A woman in El Salvador has pleaded not guilty at her retrial to charges of aggravated homicide after she gave birth to a stillborn baby in a toilet.
Evelyn Beatríz Hernández Cruz, 21, had served nearly three years of a 30-year sentence when she was released in February.
Following an appeal, a court ordered she be retried, but granted she could live at home during the process.
She has maintained that she did not know she was pregnant and is innocent.
However, prosecutors claim she is guilty because she did not seek maternity care.
"Thank God I'm fine, I'm innocent... I trust God and my lawyers a lot," Ms Hernández told the Efe news agency outside court.
Dozens of supporters held a protest outside the court near the capital, San Salvador, calling for a change in the legislation.

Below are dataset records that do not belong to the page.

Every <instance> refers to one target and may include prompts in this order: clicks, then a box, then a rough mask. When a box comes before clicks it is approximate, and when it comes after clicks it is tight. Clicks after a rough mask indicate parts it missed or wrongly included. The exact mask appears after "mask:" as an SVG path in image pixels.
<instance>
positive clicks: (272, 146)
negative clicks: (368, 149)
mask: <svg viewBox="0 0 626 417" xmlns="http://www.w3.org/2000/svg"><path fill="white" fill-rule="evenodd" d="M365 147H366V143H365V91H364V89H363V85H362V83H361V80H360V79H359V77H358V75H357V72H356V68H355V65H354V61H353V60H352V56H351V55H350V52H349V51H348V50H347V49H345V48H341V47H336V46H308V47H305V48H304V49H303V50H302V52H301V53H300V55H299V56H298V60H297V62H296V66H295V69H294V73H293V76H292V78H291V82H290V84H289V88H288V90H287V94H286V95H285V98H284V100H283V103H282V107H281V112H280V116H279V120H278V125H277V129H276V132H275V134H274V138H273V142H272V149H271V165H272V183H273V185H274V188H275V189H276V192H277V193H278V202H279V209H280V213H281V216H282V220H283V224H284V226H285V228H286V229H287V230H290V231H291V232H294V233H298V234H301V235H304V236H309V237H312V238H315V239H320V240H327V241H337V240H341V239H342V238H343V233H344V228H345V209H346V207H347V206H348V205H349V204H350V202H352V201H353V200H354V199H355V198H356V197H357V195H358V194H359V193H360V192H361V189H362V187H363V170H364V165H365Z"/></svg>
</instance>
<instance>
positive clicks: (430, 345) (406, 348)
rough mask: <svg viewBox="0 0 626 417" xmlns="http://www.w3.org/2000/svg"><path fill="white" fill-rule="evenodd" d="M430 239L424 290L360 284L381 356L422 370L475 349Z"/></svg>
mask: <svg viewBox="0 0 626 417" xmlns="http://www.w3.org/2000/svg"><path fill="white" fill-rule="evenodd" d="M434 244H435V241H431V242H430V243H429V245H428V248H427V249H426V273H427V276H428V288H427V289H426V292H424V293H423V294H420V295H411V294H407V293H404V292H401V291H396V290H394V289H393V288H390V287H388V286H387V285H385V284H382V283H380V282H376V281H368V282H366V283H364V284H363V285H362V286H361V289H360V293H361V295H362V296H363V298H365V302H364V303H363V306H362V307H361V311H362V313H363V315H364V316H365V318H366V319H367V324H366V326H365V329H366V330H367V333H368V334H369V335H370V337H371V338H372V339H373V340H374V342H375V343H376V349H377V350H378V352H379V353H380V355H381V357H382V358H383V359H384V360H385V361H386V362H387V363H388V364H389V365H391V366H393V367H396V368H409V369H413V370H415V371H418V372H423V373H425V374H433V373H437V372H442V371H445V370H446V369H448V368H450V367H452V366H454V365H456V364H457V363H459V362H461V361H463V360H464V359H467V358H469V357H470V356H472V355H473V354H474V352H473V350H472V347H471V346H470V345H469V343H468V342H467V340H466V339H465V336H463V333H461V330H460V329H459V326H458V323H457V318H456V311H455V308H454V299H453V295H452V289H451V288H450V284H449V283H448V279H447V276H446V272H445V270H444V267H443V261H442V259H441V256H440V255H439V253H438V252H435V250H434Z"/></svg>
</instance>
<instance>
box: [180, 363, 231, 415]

This is the first retrial of an abortion case in El Salvador.
The country outlaws abortion in all circumstances, and dozens of women have been imprisoned for the deaths of their foetuses in cases where they said they had suffered miscarriages or stillbirths.
There are hopes among human rights groups that the new government of President Nayib Bukele, who took office in June, could usher in a more lenient stance on the issue.
The case so far
In April 2016, Ms Hernández gave birth at home in a rural area of the Central American country. She lost consciousness after losing large amounts of blood.
Her mother told the BBC that police arrived at a hospital while her daughter was receiving treatment.
Although she was in the third trimester, Ms Hernández insisted she would have sought medical treatment had she known she was pregnant.
In her first trial, she told the court she had been repeatedly raped. Her lawyers said she was too frightened to report the rapes, and some reports said the man who raped her was a gang member.

Medical experts could not ascertain whether the foetus had died in her womb or just after being born.
Ms Hernández said she had confused the symptoms of pregnancy with stomach ache because she had experienced intermittent bleeding, which she thought was her menstrual period.
However, the judge decided Ms Hernández knew she was pregnant.
After almost three years, in February she was granted a re-trial with a new judge.
Rights organisations in El Salvador says there are still at least twenty other women in jail under the country's strict abortion laws. In the last decade, campaigners have managed to free around 30 through evidence reviews and retrials.